A popular spectacle if visiting the city in October or November takes place in nearby Bargilya where the locals can be seen harvesting olives. There is a pretty lagoon there and some lovely fish restaurants.

Bodrum Cruise Port is located 36 km from the Milas International Airport and few minute walk to the city centre. The Port has the capacity to service at least two large cruise vessels at a time together with three motorboats. The port also has three ferryboat ramps. The port has ferries to other nearby Turkish and Greek ports and islands.

Kos Guide

Kos is a Greek island that lies in the eastern Aegean Sea and is situated to the south of the island of Kalymnos and to the north of the island of Nisyros. The island, which is only around 3 miles off the Turkish coast and sits in the Keramiko Gulf, or the Kos Gulf, is the third largest of the Dodecanese islands.
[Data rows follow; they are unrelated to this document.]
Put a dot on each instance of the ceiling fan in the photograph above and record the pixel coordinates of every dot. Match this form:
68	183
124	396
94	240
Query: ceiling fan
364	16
Kos is a well known and popular holiday destination where visitors go to enjoy the island's beaches. Kos was also one of the first Greek islands to recognise the benefits of tourism to its economy and as a result many hotels were built along the island's long and sandy coastline in the east and south. Cycling is a popular activity on Kos as the island's terrain is quite flat and because there are many bicycle hire outlets throughout the island along with some dedicated cycle paths between some of the larger hotels.

There are daily services between Kos and Piraeus along with services between Kos and the rest of the Dodecanese, the islands of the north eastern Aegean and Turkey. The trip by conventional ferry can take up to 13 hours, depending on the intermediate stopovers, and the trip with a high speed boat can take between 5 and 8 hours.